Our imaginations are wonderful aids to creativity, but they can also take us down dead-ends and dangerous avenues.

In the wake of George Floyd’s death in Minneapolis in May 2020, the American actor and stand-up comedian D.L. Hughley described how dangerous our imaginations, coupled with fear and prejudice, can be.

“The most dangerous place for black people to live is in white people’s imagination,” he said.

“We live in an America right now where we have evolved...but we inherently believe black people are criminal.”

“Cannibals! If Jesus wants us to become cannibals, I’m out!” This was the cry of crowds who’d joined the Jesus Train.

It had been one party after another, with remarkable healings, hypocrisy-hammering, supernatural feedings, profound teaching, and ‘water into wine’ moments.

But now Jesus talks openly about his inevitable death and how we have to swallow it whole, body and blood. That was too much for some, unwilling to let Jesus explain and prove himself, they went off in search of the next ‘best thing’.

So, Jesus turns to his trusted 12 and asks them if they also want to scarper, to which Peter pipes the immortal words: “Where else can we go, Jesus? You have the words of eternal life!”

Ron Rolheiser asks the question, “Where does faith live?” Is it in our head or heart, thoughts, or our feelings?
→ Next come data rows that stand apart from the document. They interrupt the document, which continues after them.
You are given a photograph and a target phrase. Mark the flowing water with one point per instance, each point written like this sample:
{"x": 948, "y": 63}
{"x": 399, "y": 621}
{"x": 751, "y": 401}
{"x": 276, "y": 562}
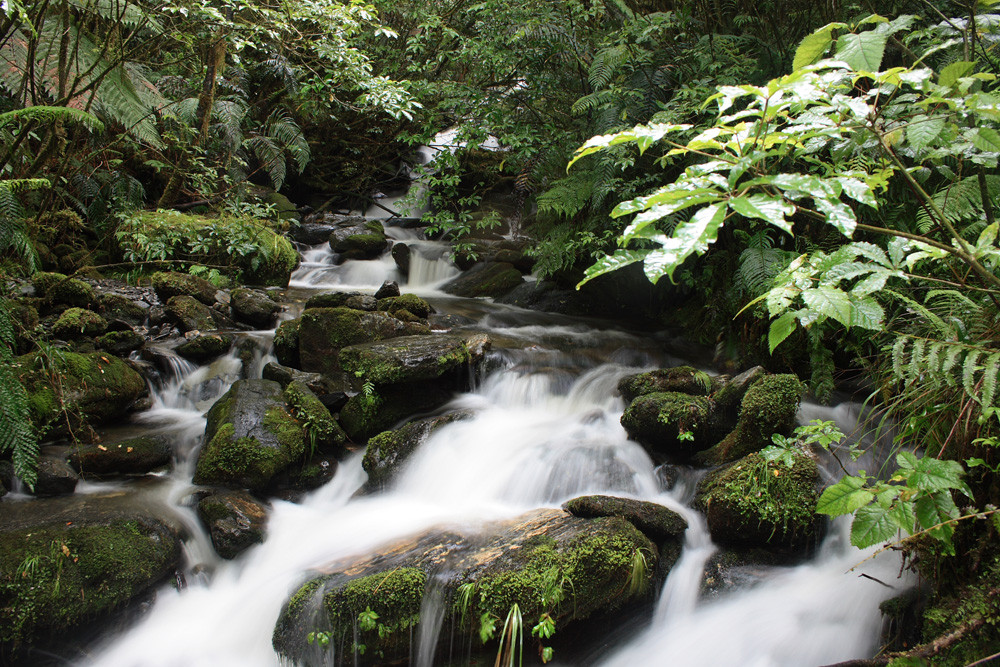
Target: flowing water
{"x": 545, "y": 429}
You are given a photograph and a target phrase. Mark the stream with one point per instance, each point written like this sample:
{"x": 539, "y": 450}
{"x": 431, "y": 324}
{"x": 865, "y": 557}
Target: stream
{"x": 545, "y": 429}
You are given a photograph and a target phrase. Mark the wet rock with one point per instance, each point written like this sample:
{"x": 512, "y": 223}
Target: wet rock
{"x": 655, "y": 521}
{"x": 253, "y": 307}
{"x": 189, "y": 314}
{"x": 205, "y": 347}
{"x": 323, "y": 331}
{"x": 235, "y": 520}
{"x": 92, "y": 555}
{"x": 413, "y": 358}
{"x": 388, "y": 288}
{"x": 135, "y": 456}
{"x": 366, "y": 240}
{"x": 55, "y": 477}
{"x": 94, "y": 388}
{"x": 486, "y": 279}
{"x": 121, "y": 343}
{"x": 768, "y": 407}
{"x": 169, "y": 284}
{"x": 387, "y": 451}
{"x": 249, "y": 438}
{"x": 506, "y": 564}
{"x": 756, "y": 503}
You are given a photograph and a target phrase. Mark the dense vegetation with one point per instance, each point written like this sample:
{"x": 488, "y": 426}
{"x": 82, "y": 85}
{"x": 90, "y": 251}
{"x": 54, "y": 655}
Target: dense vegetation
{"x": 817, "y": 183}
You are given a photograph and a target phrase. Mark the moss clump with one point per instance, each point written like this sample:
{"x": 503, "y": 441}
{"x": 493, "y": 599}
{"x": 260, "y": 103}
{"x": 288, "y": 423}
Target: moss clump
{"x": 756, "y": 503}
{"x": 77, "y": 322}
{"x": 55, "y": 577}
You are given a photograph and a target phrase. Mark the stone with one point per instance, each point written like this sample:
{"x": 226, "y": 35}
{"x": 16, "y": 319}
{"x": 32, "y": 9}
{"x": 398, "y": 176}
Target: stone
{"x": 235, "y": 520}
{"x": 135, "y": 456}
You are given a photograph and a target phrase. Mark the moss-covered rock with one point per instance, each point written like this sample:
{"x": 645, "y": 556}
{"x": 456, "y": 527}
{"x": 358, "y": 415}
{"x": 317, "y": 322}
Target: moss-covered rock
{"x": 205, "y": 347}
{"x": 413, "y": 358}
{"x": 669, "y": 423}
{"x": 79, "y": 322}
{"x": 323, "y": 433}
{"x": 91, "y": 389}
{"x": 250, "y": 437}
{"x": 78, "y": 565}
{"x": 323, "y": 331}
{"x": 486, "y": 279}
{"x": 589, "y": 561}
{"x": 768, "y": 407}
{"x": 135, "y": 456}
{"x": 756, "y": 503}
{"x": 389, "y": 450}
{"x": 682, "y": 379}
{"x": 235, "y": 520}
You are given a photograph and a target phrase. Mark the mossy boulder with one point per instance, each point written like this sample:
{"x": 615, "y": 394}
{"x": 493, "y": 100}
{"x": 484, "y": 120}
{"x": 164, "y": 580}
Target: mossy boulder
{"x": 670, "y": 424}
{"x": 388, "y": 451}
{"x": 250, "y": 437}
{"x": 205, "y": 347}
{"x": 79, "y": 323}
{"x": 363, "y": 241}
{"x": 135, "y": 456}
{"x": 757, "y": 503}
{"x": 768, "y": 407}
{"x": 169, "y": 284}
{"x": 323, "y": 331}
{"x": 508, "y": 563}
{"x": 485, "y": 279}
{"x": 323, "y": 433}
{"x": 235, "y": 520}
{"x": 90, "y": 557}
{"x": 682, "y": 379}
{"x": 655, "y": 521}
{"x": 92, "y": 388}
{"x": 189, "y": 314}
{"x": 254, "y": 307}
{"x": 413, "y": 358}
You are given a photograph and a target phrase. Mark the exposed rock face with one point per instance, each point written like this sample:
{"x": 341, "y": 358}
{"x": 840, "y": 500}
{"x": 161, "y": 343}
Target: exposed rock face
{"x": 93, "y": 554}
{"x": 250, "y": 437}
{"x": 235, "y": 520}
{"x": 506, "y": 564}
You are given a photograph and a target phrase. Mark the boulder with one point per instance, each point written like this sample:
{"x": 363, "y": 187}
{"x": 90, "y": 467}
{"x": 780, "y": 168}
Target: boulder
{"x": 365, "y": 240}
{"x": 249, "y": 438}
{"x": 135, "y": 456}
{"x": 253, "y": 307}
{"x": 413, "y": 358}
{"x": 590, "y": 561}
{"x": 189, "y": 314}
{"x": 235, "y": 520}
{"x": 169, "y": 284}
{"x": 323, "y": 331}
{"x": 756, "y": 503}
{"x": 67, "y": 561}
{"x": 389, "y": 450}
{"x": 486, "y": 279}
{"x": 93, "y": 389}
{"x": 655, "y": 521}
{"x": 768, "y": 407}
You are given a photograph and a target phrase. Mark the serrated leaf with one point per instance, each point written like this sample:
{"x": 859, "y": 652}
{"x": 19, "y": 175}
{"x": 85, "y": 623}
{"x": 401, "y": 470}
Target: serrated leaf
{"x": 829, "y": 302}
{"x": 872, "y": 525}
{"x": 846, "y": 496}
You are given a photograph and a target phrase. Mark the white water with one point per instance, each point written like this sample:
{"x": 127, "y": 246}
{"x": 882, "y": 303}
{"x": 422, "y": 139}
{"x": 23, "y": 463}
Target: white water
{"x": 545, "y": 429}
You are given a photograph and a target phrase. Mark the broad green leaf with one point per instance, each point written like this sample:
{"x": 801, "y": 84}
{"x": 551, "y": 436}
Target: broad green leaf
{"x": 873, "y": 524}
{"x": 780, "y": 329}
{"x": 829, "y": 302}
{"x": 765, "y": 207}
{"x": 863, "y": 51}
{"x": 846, "y": 496}
{"x": 813, "y": 47}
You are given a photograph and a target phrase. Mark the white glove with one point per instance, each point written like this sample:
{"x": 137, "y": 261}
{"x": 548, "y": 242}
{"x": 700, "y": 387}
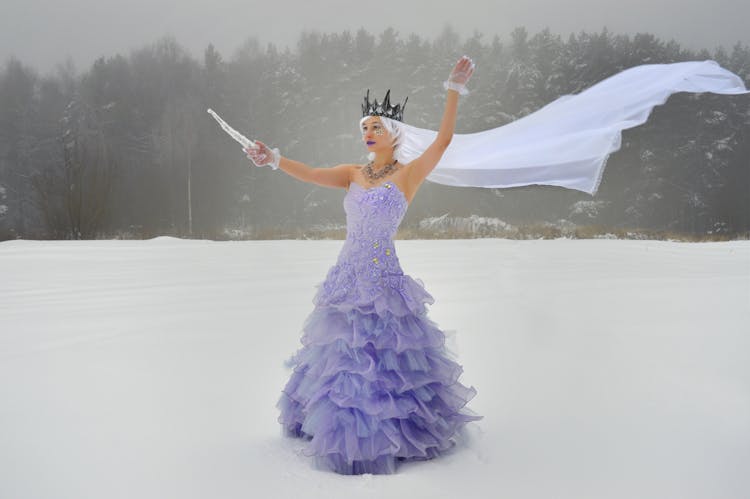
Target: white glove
{"x": 460, "y": 75}
{"x": 261, "y": 155}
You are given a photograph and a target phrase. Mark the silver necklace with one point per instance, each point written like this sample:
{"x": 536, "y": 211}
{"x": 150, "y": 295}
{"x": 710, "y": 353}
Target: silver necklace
{"x": 373, "y": 176}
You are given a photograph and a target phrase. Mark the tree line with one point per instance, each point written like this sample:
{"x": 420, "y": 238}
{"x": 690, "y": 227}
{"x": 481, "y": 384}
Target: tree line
{"x": 127, "y": 149}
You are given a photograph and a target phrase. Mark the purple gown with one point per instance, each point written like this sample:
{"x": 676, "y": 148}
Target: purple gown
{"x": 373, "y": 384}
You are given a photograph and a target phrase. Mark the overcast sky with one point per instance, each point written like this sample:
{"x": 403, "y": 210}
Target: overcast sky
{"x": 43, "y": 33}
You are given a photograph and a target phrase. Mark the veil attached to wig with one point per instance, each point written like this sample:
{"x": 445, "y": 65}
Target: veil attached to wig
{"x": 567, "y": 142}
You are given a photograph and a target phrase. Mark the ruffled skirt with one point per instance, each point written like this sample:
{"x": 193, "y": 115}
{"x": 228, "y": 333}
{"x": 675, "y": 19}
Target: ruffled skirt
{"x": 374, "y": 385}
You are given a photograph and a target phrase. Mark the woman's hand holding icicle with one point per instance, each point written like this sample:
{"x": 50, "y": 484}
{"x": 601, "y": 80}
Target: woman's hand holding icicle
{"x": 460, "y": 76}
{"x": 262, "y": 155}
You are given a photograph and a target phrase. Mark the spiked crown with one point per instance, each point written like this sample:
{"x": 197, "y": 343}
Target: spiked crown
{"x": 383, "y": 109}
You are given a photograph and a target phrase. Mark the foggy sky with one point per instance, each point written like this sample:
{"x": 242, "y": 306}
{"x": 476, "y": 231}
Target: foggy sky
{"x": 42, "y": 33}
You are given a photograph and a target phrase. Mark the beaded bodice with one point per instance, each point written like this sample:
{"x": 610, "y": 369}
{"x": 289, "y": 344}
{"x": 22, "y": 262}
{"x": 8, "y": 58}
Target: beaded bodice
{"x": 367, "y": 262}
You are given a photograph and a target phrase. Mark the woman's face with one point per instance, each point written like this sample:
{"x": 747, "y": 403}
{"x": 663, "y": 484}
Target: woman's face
{"x": 375, "y": 136}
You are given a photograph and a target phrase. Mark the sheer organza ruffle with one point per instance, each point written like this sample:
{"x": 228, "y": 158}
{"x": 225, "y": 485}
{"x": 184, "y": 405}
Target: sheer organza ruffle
{"x": 373, "y": 384}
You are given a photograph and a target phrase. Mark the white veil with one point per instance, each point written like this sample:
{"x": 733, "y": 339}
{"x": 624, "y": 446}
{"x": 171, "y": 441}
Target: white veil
{"x": 567, "y": 142}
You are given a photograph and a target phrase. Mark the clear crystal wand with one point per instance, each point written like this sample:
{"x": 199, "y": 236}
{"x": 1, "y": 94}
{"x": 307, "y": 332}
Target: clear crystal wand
{"x": 246, "y": 143}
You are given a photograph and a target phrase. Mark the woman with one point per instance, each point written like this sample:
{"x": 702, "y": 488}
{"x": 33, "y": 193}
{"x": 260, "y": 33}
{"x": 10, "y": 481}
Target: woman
{"x": 374, "y": 384}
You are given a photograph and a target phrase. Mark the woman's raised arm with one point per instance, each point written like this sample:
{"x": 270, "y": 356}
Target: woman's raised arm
{"x": 337, "y": 176}
{"x": 422, "y": 166}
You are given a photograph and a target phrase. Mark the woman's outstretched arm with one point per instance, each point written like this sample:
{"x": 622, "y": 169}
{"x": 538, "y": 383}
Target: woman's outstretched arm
{"x": 337, "y": 176}
{"x": 426, "y": 162}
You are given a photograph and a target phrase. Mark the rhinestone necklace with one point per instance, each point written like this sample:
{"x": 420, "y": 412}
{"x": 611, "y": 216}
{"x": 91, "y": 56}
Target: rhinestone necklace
{"x": 372, "y": 176}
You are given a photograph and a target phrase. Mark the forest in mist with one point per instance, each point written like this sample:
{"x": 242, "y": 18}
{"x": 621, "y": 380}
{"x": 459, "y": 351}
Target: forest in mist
{"x": 126, "y": 148}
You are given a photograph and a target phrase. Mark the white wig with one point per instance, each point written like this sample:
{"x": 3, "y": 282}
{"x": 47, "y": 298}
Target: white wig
{"x": 397, "y": 131}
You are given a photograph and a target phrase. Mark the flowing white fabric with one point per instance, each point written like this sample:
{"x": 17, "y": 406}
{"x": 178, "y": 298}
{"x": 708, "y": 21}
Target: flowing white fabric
{"x": 567, "y": 142}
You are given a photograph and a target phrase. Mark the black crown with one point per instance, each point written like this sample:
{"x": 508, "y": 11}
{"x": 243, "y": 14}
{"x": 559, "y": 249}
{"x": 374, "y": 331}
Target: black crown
{"x": 385, "y": 109}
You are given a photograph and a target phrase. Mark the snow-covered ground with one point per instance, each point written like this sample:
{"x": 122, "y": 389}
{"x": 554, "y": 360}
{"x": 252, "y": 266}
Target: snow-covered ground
{"x": 150, "y": 369}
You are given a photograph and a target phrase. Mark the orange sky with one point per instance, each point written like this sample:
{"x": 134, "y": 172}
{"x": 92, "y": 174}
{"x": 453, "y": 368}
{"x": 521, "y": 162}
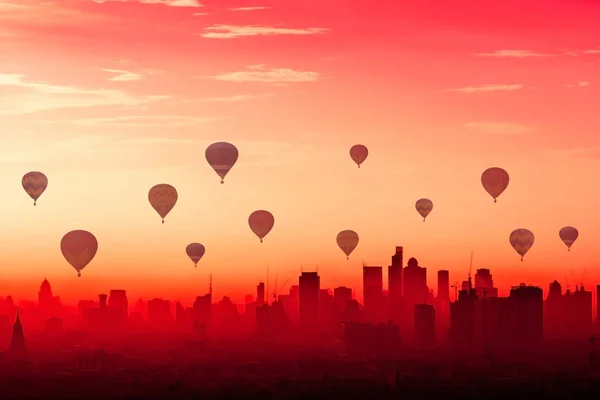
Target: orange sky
{"x": 109, "y": 98}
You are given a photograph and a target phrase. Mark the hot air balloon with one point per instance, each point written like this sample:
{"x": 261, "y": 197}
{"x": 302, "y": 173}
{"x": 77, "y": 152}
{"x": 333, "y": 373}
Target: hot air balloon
{"x": 495, "y": 181}
{"x": 568, "y": 235}
{"x": 359, "y": 153}
{"x": 261, "y": 222}
{"x": 163, "y": 198}
{"x": 347, "y": 241}
{"x": 195, "y": 252}
{"x": 34, "y": 183}
{"x": 424, "y": 207}
{"x": 222, "y": 157}
{"x": 521, "y": 240}
{"x": 79, "y": 248}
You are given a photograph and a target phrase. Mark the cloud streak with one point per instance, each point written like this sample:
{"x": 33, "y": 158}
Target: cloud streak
{"x": 488, "y": 88}
{"x": 259, "y": 73}
{"x": 499, "y": 128}
{"x": 171, "y": 3}
{"x": 513, "y": 54}
{"x": 29, "y": 96}
{"x": 249, "y": 8}
{"x": 123, "y": 75}
{"x": 237, "y": 31}
{"x": 239, "y": 97}
{"x": 162, "y": 121}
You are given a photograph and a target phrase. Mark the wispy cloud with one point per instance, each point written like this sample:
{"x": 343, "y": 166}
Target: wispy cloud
{"x": 592, "y": 51}
{"x": 123, "y": 75}
{"x": 20, "y": 96}
{"x": 172, "y": 3}
{"x": 578, "y": 84}
{"x": 240, "y": 97}
{"x": 499, "y": 128}
{"x": 236, "y": 31}
{"x": 514, "y": 54}
{"x": 487, "y": 88}
{"x": 249, "y": 8}
{"x": 172, "y": 121}
{"x": 259, "y": 73}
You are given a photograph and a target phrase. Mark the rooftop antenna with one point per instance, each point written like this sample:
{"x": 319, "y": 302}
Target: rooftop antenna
{"x": 470, "y": 270}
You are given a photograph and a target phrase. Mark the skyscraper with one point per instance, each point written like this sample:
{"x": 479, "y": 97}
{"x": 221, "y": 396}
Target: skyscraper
{"x": 373, "y": 293}
{"x": 260, "y": 293}
{"x": 395, "y": 277}
{"x": 443, "y": 285}
{"x": 484, "y": 284}
{"x": 308, "y": 308}
{"x": 415, "y": 289}
{"x": 527, "y": 315}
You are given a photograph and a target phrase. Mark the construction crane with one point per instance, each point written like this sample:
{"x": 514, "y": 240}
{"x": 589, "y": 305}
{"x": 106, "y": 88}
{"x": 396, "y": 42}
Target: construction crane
{"x": 470, "y": 270}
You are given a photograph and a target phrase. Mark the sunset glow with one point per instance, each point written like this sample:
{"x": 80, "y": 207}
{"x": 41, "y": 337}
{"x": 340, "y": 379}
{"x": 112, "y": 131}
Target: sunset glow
{"x": 110, "y": 98}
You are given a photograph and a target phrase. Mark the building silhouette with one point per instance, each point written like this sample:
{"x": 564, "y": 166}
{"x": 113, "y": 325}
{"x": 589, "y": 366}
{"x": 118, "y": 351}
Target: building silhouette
{"x": 424, "y": 322}
{"x": 526, "y": 322}
{"x": 17, "y": 341}
{"x": 373, "y": 293}
{"x": 309, "y": 292}
{"x": 395, "y": 278}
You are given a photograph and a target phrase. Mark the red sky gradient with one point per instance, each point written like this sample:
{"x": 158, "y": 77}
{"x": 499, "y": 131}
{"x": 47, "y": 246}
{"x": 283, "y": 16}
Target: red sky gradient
{"x": 109, "y": 98}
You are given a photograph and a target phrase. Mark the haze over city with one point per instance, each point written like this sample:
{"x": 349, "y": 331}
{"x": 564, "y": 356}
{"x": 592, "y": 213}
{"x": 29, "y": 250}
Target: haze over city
{"x": 110, "y": 98}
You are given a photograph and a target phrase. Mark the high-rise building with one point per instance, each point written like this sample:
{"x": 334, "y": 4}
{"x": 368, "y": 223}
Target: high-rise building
{"x": 117, "y": 299}
{"x": 598, "y": 305}
{"x": 415, "y": 289}
{"x": 484, "y": 284}
{"x": 159, "y": 312}
{"x": 424, "y": 322}
{"x": 395, "y": 278}
{"x": 308, "y": 308}
{"x": 373, "y": 293}
{"x": 260, "y": 293}
{"x": 341, "y": 296}
{"x": 443, "y": 285}
{"x": 527, "y": 315}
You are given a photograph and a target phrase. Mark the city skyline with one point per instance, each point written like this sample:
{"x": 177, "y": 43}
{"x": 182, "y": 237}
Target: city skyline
{"x": 107, "y": 111}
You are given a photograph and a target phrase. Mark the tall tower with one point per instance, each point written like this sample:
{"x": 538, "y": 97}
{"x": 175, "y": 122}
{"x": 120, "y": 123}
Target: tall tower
{"x": 395, "y": 277}
{"x": 310, "y": 285}
{"x": 444, "y": 285}
{"x": 17, "y": 342}
{"x": 373, "y": 292}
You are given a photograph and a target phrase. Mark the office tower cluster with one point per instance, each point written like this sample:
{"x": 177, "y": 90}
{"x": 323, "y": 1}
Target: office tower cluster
{"x": 469, "y": 315}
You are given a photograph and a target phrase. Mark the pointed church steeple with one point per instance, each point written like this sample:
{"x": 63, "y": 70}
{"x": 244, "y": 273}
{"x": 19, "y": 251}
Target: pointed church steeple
{"x": 17, "y": 342}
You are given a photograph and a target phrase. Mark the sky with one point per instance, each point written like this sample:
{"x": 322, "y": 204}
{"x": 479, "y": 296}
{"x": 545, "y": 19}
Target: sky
{"x": 109, "y": 98}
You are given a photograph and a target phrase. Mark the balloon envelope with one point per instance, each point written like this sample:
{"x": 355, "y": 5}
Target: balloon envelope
{"x": 359, "y": 153}
{"x": 347, "y": 241}
{"x": 424, "y": 207}
{"x": 568, "y": 235}
{"x": 34, "y": 183}
{"x": 222, "y": 157}
{"x": 79, "y": 248}
{"x": 195, "y": 252}
{"x": 495, "y": 181}
{"x": 163, "y": 198}
{"x": 521, "y": 240}
{"x": 261, "y": 222}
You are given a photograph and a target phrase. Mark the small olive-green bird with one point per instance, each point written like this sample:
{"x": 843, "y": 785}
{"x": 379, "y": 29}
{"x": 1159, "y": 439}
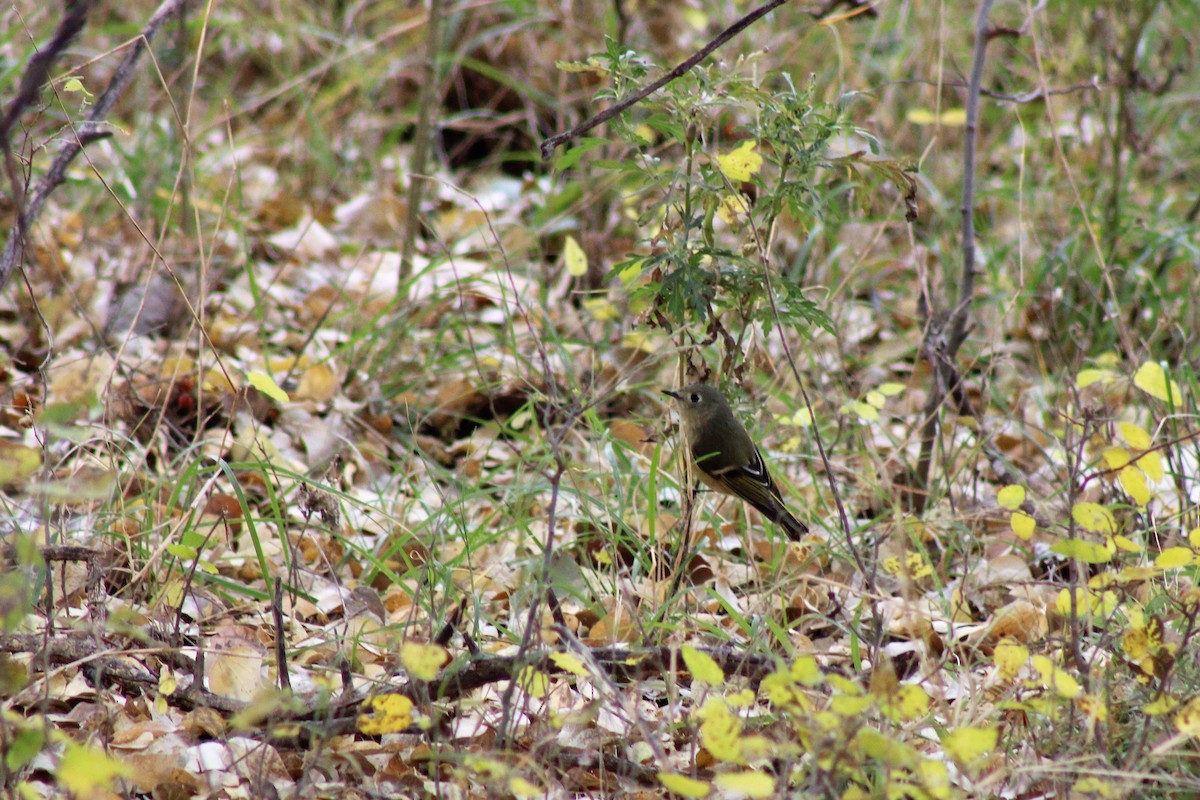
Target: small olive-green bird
{"x": 725, "y": 456}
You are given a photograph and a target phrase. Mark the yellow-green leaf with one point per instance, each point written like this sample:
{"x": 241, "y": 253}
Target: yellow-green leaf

He answers (pardon the crass crudeness), “Our ass is where it’s at!” - i.e. where we move and park our backside is where Jesus can be most active.

You can imagine Peter thinking, “Yes, Jesus, I’d like to walk away! But I know better! What I’ve just heard I don’t get, and what I get I don’t like! Except I know, deep down, that I’m better off ‘not getting it with you’ than getting it some other place.”

Anyone in a long-time commitment, be it in a marriage, a religious vocation, or some community service, knows that there are days and seasons when your commitment looks like death and you feel like walking away.

Except, except, you’re smart enough to know that, long range, this commitment will bring you life.

C.S. Lewis, the great philosopher and author, described his conversion from militant atheism to trust in Christ: “I gave in, and admitted that God was God, and knelt and prayed: perhaps that night, the most dejected and reluctant convert in all England.”

Perhaps you’re bored? Disillusioned? Craving a second honeymoon? In a crisis of identity? Or do you have something else that is eroding your fidelity like rust on iron?

Like Peter, we’re tempted to walk away. In counselling, one attempts to help a client to discern what they really want to do in their situation.

There are three things to consider: 1. What’s wisest to do? 2. What would I most like to do? 3. What must I do here?

Sometimes all three answers will align and chime together to reveal what one ‘must’ do, but God’s compulsion can be an intuitive sense deeper than thought or feeling about what we need to do for life and can fly in the face of human wisdom and emotion.

Peter would have loved to be back fishing in Galilee as Jesus set course for a head-on collision with all the combining authorities pitted against him, but Peter believed in and trusted Jesus to ultimately deliver the ultimate Way, Truth and Life.

Here in Irvine, the Rev Jamie Milliken and I are ready and willing to become ministers of a united Irvine Parish Church of Scotland – five congregations coming together as one with numerous worship and outreach centres.

It is a humungous task – should we be invited to take it on – and on some levels looks bonkers.

I’ve had my moments when early retirement looked very attractive, but here in Irvine serving God is where my bahooky is to be!

I find great encouragement in William Cowper’s verse in the hymn, ‘God moves in a mysterious way’:

Ye fearful saints, fresh courage take;

The clouds ye so much dread

Are big with mercy, and shall break

In blessings on your head.

So: where’s your rear end at? And what must you do?